Meeting national goals for expanded commercial access to the RF spectrum requires transitioning to a new Spectrum Access System (SAS) framework that will support more extensive sharing of the spectrum. Legacy spectrum management relies too heavily on segregating radios into static exclusion zones. The goal of this project is to address this challenge by studying and developing new frameworks for supporting dynamic exclusion zones that will enable much finer-grained, dynamic management of spectrum resources in multiple dimensions (i.e., time, space, and by user-class) to facilitate increased sharing among all classes of spectrum users, including those that rely on passive sensing systems.

The proposed research has both technical and economic components.
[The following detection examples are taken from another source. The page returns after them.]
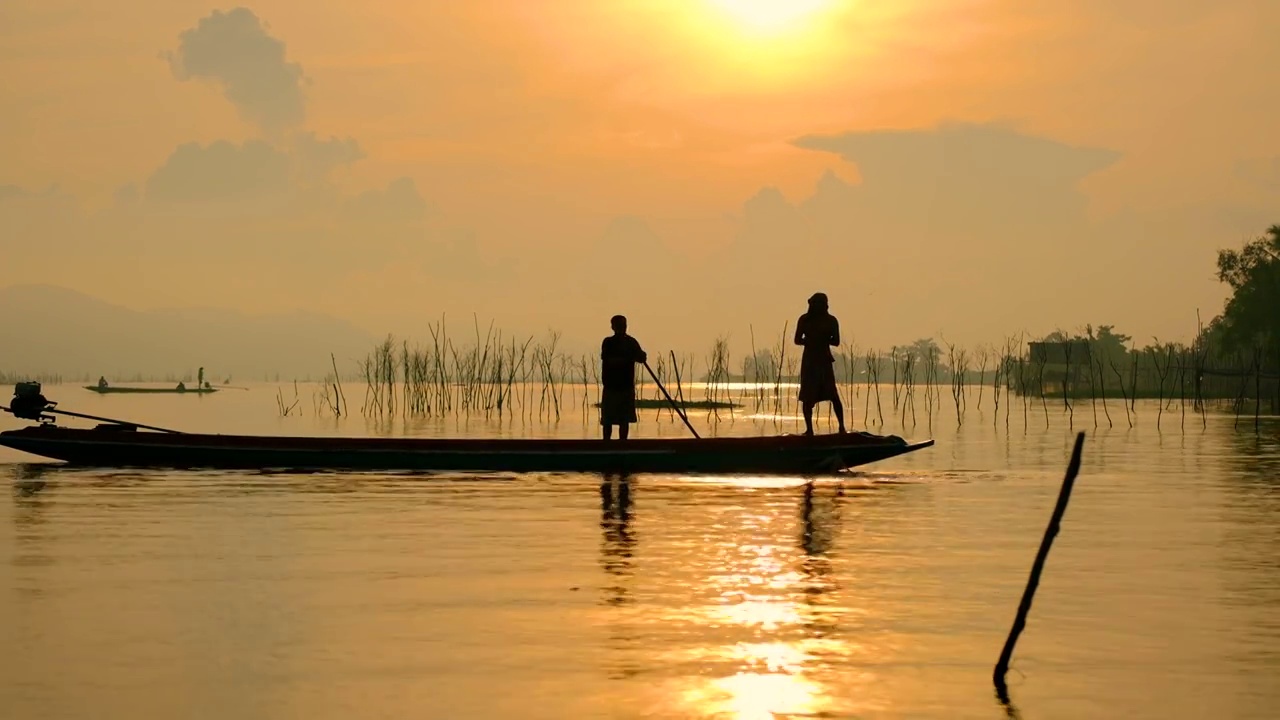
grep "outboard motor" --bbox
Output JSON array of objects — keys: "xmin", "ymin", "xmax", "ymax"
[{"xmin": 9, "ymin": 382, "xmax": 58, "ymax": 423}]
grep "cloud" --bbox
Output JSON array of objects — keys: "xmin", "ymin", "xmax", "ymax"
[
  {"xmin": 795, "ymin": 123, "xmax": 1120, "ymax": 234},
  {"xmin": 291, "ymin": 132, "xmax": 365, "ymax": 182},
  {"xmin": 164, "ymin": 8, "xmax": 306, "ymax": 136},
  {"xmin": 146, "ymin": 140, "xmax": 293, "ymax": 202}
]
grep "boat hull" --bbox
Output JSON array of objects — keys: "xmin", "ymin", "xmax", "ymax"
[
  {"xmin": 84, "ymin": 386, "xmax": 218, "ymax": 395},
  {"xmin": 0, "ymin": 425, "xmax": 933, "ymax": 474}
]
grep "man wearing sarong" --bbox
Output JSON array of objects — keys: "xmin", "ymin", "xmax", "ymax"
[
  {"xmin": 795, "ymin": 292, "xmax": 846, "ymax": 436},
  {"xmin": 600, "ymin": 315, "xmax": 649, "ymax": 439}
]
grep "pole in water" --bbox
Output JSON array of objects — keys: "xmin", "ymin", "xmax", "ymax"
[
  {"xmin": 992, "ymin": 433, "xmax": 1084, "ymax": 702},
  {"xmin": 644, "ymin": 363, "xmax": 701, "ymax": 439}
]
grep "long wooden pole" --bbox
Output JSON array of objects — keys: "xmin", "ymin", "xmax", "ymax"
[
  {"xmin": 0, "ymin": 405, "xmax": 183, "ymax": 436},
  {"xmin": 644, "ymin": 361, "xmax": 701, "ymax": 439},
  {"xmin": 992, "ymin": 433, "xmax": 1084, "ymax": 702}
]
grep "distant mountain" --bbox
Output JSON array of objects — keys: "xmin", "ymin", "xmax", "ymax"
[{"xmin": 0, "ymin": 284, "xmax": 376, "ymax": 382}]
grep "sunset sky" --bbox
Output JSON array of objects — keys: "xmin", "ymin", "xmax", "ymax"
[{"xmin": 0, "ymin": 0, "xmax": 1280, "ymax": 350}]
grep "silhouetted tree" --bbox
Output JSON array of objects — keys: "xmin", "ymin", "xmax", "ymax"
[{"xmin": 1217, "ymin": 225, "xmax": 1280, "ymax": 365}]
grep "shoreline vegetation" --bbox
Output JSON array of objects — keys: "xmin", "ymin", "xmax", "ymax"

For the technical component, it will develop a framework for implementing Incumbent Protection Zones (IPZs) that take advantage of the SAS database and spectrum sensing data to adjust the geo-contours of exclusion zones dynamically. This will expand opportunities for Secondary Users (SUs) to co-exist with Incumbent Users (IUs) without causing harmful interference. For the economic component, the project will investigate a new spectrum access right for invoking an Option-to-Exclude (OTE) other radios from transmitting in IU spectrum. The plan is to integrate the IPZ and OTE concepts in a game theoretic model. In addition, it will carry out detailed case studies that consider real-world challenges of sharing government spectrum with commercial users in the 3.5 GHz, 5 GHz, and AWS-3 bands. This research is intended to provide a practical framework that is both technically and economically viable for implementing incentive-compatible dynamic sharing solutions as part of the SAS framework.